En date du même jour, Monsieur … fut entendu par un agent du service de police judiciaire, section police des étrangers et des jeux, de la police grand-ducale, sur son identité et sur l’itinéraire suivi pour venir au Luxembourg.

Il fut entendu en dates des 19 et 21 mai 2004 par un agent du ministère de la Justice sur les motifs à la base de sa demande d’asile.

Le ministre des Affaires étrangères et de l’Immigration l’informa par décision du 27 septembre 2004, notifiée par courrier recommandé du 28 septembre 2004, que sa demande avait été rejetée comme n’étant pas fondée aux motifs énoncés comme suit :

« Il résulte de vos déclarations que vous auriez quitté Pristina/Kosovo le 4 mai 2004 pour aller en Albanie. De là, une camionnette vous aurait emmené au Luxembourg. Vous précisez que la camionnette aurait été placée sur un bateau.

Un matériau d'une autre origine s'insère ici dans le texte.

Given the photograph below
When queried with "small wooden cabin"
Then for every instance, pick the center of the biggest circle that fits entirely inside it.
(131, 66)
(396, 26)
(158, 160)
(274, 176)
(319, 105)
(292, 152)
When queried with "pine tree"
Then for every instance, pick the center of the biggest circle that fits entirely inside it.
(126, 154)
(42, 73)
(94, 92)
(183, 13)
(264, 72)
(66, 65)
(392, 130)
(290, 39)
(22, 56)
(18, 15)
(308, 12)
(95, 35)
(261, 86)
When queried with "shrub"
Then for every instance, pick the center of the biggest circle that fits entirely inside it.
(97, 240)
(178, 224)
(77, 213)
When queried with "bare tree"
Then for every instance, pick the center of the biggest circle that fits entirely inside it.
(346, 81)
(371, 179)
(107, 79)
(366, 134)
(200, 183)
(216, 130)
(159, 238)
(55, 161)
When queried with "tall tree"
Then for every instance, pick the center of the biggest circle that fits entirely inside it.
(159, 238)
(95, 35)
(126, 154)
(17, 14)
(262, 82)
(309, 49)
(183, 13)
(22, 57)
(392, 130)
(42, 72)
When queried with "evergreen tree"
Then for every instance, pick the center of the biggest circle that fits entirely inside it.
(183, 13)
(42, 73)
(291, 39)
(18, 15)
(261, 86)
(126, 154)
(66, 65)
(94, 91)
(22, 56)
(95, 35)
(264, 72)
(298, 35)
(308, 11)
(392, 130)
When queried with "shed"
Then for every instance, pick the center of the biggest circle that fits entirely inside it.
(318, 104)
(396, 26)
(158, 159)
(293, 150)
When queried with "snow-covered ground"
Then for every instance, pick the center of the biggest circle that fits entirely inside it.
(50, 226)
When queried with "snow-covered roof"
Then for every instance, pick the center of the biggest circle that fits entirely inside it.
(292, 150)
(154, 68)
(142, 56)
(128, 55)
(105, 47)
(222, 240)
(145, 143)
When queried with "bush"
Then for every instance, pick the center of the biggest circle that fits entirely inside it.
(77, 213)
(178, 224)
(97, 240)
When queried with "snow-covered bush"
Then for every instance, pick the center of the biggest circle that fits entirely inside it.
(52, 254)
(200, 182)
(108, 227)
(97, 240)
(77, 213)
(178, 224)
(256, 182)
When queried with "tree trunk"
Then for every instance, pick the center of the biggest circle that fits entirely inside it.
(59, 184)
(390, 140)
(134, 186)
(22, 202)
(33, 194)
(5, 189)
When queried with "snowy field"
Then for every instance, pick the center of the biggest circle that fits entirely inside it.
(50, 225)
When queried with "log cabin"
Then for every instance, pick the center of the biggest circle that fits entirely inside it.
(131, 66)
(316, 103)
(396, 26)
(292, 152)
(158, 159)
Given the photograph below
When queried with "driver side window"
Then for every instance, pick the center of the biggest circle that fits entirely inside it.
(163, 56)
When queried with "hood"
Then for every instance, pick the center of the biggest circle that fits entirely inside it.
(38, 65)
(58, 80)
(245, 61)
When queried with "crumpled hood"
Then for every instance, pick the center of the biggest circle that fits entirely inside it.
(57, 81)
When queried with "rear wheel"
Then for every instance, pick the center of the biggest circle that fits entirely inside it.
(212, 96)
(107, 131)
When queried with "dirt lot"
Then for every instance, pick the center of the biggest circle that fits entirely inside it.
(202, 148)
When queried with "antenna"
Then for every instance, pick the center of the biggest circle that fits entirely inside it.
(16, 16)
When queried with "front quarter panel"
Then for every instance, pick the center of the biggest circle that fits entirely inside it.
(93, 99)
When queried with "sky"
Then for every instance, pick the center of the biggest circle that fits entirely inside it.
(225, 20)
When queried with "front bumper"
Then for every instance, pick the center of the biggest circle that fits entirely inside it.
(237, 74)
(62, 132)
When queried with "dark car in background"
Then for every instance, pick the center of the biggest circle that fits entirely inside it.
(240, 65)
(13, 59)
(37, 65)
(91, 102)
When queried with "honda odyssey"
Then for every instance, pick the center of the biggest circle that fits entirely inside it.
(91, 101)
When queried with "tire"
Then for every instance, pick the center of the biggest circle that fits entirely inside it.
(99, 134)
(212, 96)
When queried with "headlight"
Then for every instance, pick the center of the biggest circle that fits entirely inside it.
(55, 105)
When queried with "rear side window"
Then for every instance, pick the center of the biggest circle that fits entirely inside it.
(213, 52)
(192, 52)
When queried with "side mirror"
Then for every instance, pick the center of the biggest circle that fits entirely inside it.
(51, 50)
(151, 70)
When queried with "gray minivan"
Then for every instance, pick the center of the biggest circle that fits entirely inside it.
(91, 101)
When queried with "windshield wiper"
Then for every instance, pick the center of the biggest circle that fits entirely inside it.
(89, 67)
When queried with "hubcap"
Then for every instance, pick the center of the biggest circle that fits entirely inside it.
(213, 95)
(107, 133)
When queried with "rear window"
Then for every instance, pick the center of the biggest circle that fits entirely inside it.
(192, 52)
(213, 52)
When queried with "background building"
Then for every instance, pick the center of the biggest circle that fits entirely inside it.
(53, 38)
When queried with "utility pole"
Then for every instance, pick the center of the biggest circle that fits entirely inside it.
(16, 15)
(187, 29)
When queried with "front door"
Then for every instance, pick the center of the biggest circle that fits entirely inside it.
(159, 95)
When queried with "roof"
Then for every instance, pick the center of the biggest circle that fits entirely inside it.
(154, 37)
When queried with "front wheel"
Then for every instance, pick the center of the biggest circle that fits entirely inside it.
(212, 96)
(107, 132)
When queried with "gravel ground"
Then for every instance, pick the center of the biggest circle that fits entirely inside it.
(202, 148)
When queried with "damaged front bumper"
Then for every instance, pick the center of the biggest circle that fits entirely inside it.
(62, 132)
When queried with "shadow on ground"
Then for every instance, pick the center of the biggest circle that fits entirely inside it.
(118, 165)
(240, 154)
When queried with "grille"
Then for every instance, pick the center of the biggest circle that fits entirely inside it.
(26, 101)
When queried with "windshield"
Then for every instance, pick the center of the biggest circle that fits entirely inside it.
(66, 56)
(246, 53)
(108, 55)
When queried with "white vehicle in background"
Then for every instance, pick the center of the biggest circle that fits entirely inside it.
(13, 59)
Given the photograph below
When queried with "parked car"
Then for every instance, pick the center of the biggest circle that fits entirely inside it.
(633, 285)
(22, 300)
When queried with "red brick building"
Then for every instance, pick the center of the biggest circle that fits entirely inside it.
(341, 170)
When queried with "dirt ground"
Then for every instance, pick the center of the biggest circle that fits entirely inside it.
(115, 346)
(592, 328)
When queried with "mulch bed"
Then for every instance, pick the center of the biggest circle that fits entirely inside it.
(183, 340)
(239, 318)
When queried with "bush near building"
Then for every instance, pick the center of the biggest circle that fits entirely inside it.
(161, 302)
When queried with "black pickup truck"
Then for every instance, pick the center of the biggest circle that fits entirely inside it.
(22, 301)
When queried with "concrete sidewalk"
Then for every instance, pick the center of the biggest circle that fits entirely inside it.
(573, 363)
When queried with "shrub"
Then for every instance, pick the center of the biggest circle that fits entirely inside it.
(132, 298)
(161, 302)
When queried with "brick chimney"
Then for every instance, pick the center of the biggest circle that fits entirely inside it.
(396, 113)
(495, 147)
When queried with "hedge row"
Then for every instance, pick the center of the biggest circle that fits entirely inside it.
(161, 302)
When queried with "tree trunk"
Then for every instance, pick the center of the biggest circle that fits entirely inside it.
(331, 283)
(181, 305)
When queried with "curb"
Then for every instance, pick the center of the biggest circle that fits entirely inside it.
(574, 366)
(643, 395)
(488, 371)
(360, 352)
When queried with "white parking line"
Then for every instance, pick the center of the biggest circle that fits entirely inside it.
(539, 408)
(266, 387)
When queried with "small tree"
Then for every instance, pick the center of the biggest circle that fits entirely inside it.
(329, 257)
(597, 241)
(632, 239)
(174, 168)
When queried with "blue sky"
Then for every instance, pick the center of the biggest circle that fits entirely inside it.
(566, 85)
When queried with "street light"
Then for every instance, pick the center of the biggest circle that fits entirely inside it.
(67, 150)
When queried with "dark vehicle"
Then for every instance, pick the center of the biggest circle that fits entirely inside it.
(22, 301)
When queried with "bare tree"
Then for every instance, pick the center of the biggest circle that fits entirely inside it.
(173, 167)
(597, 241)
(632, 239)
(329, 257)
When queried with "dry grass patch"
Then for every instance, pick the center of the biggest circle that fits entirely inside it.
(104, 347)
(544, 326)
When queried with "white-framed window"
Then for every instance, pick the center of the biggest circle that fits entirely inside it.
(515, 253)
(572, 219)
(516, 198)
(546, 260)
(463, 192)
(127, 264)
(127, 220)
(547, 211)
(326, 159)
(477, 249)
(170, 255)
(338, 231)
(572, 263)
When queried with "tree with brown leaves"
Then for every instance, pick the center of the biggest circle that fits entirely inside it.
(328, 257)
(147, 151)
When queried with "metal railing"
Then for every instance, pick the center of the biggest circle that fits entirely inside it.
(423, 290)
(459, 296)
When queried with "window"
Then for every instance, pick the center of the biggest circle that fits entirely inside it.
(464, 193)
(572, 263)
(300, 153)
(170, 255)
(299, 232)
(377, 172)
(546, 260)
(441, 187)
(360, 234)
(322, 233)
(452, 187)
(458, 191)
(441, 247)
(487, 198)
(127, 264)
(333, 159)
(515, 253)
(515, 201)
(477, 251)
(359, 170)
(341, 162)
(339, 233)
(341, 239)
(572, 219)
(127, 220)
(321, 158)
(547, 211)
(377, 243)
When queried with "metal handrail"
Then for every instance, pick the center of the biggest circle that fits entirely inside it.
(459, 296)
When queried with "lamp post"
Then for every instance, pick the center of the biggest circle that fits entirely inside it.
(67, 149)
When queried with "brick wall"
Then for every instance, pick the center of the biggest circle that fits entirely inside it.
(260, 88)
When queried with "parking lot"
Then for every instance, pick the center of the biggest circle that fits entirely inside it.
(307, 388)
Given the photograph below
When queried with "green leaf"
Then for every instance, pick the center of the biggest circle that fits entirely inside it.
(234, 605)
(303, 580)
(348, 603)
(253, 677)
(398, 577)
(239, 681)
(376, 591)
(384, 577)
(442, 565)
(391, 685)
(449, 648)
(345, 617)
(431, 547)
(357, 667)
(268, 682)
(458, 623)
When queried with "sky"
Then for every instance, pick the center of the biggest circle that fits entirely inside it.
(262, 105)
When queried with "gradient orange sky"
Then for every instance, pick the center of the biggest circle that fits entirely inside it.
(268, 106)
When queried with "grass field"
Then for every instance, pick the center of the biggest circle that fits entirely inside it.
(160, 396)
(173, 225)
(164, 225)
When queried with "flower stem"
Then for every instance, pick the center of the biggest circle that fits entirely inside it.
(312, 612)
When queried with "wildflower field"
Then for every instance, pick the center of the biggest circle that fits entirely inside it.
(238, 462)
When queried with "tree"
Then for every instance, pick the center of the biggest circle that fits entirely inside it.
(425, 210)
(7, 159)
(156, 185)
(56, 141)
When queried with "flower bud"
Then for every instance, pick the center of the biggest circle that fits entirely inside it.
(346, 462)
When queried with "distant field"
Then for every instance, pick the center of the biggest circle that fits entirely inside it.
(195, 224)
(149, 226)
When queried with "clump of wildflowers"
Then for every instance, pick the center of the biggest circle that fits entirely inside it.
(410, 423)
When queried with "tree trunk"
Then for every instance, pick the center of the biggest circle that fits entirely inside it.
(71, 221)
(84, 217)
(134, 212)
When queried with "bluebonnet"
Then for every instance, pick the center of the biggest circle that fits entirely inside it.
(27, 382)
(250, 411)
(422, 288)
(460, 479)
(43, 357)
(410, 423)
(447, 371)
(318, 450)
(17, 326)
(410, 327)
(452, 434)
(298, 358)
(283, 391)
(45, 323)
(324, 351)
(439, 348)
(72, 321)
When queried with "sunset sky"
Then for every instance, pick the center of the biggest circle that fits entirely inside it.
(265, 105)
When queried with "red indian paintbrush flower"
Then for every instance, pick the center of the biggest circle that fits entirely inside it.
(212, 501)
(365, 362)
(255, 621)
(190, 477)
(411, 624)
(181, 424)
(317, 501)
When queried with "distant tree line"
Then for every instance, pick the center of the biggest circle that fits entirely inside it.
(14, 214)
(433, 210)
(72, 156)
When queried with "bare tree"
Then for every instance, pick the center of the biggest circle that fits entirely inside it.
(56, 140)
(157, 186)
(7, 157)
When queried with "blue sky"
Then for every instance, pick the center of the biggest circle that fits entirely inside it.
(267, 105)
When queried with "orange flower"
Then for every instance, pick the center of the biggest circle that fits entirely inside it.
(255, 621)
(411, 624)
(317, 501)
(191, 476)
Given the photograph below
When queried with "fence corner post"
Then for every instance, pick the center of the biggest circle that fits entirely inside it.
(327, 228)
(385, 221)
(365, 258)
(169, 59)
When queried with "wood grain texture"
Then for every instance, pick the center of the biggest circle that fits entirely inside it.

Vous avez déposé votre demande en obtention du statut de réfugié le 11 mai 2004.

Vous n’auriez pas fait votre service militaire. Vous auriez été convoqué mais, à ce moment-là, vous vous seriez trouvé en Allemagne. Vous n’auriez pas eu de problème par la suite. Vous seriez membre du parti LDK, comme toute votre famille. Votre père et votre sœur auraient été actifs dans ce parti.

Le 17 mars 2004, on aurait jeté une grenade dans la cour de votre maison et on aurait mis le feu à l’église orthodoxe, à côte de chez vous. Deux hommes masqués vous auraient traité d’espions à la solde des Serbes et vous auraient conseillé de quitter le Kosovo. Vous pensez que ces hommes masqués seraient des membres de l’UCK. Votre père aurait été frappé et votre frère menacé de mort. Vous n’auriez pas porté plainte de peur des représailles.

Je vous informe que la reconnaissance du statut de réfugié n’est pas uniquement conditionnée par la situation générale du pays d’origine, mais aussi, et surtout, par la situation particulière du demandeur d’asile qui doit établir, concrètement, que sa situation individuelle est telle qu’elle laisse supposer une crainte justifiée de persécutions au sens de la Convention de Genève.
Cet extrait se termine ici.